Снова нет новостей — хоть спасайся в чужой ворожбе,
Хоть своими руками кидай бесполезные карты…
Я ходячий погост неотправленных писем к тебе,
Я глубокий ноябрь, кое-как притворившийся мартом.
Эта стрёмная сказка привычна и грубо-проста,
Остаётся ругаться, впустую тупя карандашик:
Золотые слова утешений, коснувшись листа,
Обращаются горсткой фикс-прайсовских бедных стекляшек.
Раскрываю окно, отпиваюсь ночною грозой
И уныло тянусь за десятой ночной сигаретой…
Я — свой собственный цензор, что злее, чем цензор в СИЗО:
Даже имя твоё у меня под негласным запретом.
Зажигаю свечу, как маяк твоему кораблю
(Это действенней, чем посвящать тебе главы и строфы):
Пусть спасёт тебя всё, что угодно — я благословлю
И чуму, и войну, и коррупцию, и катастрофу!

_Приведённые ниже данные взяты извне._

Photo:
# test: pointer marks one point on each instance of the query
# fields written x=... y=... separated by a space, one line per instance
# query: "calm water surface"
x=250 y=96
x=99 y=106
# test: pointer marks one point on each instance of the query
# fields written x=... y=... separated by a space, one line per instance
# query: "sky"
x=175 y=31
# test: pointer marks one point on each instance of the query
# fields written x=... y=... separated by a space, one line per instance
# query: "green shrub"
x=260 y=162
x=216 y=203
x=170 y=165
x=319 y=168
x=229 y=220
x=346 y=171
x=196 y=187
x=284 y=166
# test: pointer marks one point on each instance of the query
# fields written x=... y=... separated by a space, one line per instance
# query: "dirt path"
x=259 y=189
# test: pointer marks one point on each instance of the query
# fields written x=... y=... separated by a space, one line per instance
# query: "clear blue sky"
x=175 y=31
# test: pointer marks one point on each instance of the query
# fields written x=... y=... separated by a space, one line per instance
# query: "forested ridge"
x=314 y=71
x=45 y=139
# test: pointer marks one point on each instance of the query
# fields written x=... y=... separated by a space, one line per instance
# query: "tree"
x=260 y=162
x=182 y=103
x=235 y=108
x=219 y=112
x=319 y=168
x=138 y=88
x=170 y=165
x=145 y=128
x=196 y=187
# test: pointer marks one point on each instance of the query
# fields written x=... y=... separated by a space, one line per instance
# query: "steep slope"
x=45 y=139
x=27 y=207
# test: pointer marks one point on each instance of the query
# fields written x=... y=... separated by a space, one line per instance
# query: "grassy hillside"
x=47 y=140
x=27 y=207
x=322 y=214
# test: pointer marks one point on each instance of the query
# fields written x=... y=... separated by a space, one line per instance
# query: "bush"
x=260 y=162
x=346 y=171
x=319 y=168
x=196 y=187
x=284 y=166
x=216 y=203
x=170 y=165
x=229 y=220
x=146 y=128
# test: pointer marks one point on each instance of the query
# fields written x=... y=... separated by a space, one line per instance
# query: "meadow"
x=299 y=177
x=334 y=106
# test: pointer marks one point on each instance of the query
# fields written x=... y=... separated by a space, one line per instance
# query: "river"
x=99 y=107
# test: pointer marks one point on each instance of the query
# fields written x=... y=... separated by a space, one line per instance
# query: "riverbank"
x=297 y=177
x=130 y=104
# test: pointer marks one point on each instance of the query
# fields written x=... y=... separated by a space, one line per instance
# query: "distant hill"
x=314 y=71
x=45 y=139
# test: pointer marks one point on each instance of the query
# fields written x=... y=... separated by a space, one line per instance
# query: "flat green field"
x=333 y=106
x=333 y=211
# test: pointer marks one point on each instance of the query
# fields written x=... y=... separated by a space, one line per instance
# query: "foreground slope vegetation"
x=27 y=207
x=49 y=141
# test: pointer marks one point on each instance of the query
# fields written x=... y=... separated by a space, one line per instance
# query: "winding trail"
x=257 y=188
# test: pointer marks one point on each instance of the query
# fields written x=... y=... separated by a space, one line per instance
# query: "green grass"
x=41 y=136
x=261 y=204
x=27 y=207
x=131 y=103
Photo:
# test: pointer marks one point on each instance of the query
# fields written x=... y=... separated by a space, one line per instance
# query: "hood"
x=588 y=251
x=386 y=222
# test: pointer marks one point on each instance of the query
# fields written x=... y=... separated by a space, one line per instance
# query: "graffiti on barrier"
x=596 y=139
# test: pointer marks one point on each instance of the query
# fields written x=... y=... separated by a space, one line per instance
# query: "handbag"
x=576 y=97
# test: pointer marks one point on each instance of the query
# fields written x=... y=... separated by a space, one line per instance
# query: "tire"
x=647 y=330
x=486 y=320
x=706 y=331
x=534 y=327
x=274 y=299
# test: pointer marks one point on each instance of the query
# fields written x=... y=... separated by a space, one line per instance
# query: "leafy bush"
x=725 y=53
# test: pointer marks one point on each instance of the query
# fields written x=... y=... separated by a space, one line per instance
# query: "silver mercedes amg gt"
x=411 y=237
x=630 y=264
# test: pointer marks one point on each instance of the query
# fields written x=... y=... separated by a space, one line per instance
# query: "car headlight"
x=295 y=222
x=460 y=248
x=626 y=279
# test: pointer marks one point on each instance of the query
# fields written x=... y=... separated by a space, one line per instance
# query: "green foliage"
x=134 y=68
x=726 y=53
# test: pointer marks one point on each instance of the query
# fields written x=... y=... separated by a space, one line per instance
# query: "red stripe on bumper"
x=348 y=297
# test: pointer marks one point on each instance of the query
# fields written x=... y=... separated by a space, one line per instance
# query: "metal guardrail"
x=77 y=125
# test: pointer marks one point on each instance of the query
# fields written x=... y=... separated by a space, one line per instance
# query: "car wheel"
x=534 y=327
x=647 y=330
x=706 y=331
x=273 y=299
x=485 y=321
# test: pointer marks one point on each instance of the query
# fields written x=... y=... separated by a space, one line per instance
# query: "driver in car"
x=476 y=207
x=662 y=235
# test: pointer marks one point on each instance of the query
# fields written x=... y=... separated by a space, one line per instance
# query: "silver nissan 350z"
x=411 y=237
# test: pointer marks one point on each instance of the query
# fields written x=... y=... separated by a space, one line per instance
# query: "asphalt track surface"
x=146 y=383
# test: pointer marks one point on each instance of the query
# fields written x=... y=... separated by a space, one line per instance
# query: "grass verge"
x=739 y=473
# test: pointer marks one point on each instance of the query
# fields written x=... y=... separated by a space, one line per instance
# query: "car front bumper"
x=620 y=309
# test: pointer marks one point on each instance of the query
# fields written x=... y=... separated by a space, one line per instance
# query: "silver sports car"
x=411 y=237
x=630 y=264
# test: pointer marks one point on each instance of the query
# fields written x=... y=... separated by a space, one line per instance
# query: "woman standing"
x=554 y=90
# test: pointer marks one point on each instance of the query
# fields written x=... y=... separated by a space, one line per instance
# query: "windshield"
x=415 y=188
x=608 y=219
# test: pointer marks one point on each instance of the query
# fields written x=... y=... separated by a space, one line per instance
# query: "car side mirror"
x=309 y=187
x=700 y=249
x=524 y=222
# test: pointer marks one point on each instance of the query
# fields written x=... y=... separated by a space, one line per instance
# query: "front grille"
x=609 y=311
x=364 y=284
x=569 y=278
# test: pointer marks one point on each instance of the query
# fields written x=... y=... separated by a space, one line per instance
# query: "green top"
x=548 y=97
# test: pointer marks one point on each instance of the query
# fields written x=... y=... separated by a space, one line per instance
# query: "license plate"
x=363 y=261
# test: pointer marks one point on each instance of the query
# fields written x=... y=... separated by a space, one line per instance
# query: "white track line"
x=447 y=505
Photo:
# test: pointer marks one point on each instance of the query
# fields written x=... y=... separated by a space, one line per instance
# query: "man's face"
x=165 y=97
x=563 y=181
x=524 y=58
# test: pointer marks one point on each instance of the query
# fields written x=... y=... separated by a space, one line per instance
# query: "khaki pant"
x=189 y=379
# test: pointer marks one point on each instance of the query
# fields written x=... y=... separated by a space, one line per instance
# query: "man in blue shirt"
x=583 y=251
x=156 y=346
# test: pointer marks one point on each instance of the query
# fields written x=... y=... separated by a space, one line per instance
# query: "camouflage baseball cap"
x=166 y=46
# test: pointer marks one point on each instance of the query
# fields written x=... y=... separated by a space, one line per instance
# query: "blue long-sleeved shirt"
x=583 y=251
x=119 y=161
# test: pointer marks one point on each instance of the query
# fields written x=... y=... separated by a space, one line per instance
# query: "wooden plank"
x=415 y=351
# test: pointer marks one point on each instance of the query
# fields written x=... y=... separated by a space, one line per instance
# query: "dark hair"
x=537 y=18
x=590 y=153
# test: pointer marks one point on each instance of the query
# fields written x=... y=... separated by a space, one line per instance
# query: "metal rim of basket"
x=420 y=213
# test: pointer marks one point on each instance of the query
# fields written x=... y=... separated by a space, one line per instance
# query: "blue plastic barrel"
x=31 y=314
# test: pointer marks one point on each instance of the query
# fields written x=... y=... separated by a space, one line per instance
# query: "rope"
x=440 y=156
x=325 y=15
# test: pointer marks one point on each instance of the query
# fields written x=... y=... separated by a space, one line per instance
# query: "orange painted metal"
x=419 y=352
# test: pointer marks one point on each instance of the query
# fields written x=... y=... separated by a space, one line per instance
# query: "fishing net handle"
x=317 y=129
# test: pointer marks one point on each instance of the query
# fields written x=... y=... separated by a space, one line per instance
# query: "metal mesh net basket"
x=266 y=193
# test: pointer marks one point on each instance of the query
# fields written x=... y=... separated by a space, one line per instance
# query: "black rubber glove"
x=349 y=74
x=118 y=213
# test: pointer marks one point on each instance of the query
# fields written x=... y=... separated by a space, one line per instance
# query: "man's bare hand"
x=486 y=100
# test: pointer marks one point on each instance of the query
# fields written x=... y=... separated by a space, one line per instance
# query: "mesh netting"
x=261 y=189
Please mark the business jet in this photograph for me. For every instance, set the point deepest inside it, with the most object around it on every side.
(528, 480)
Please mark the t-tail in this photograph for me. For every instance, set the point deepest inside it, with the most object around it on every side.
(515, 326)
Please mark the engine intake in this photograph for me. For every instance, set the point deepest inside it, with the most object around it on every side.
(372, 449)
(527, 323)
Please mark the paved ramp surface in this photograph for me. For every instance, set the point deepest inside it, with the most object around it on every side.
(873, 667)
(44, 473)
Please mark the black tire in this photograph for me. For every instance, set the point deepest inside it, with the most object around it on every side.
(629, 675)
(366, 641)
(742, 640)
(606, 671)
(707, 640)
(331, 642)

Пусть взорвётся вулкан, пол-Земли в полчаса погубя,
Пусть провалится в карстовый ад золотая столица —
Лишь бы судьям твоим тут же сделалось не до тебя,
Лишь бы грех твой померк, а застенок твой смог развалиться!
Кот прошёл, твоё имя почти достоверно мурча,
Тронув лапой экран с сетевой примелькавшейся битвой…
Бедный мой, ты бы видел, как чисто сгорает свеча,
Целиком превращаясь в тепло, аромат и молитву.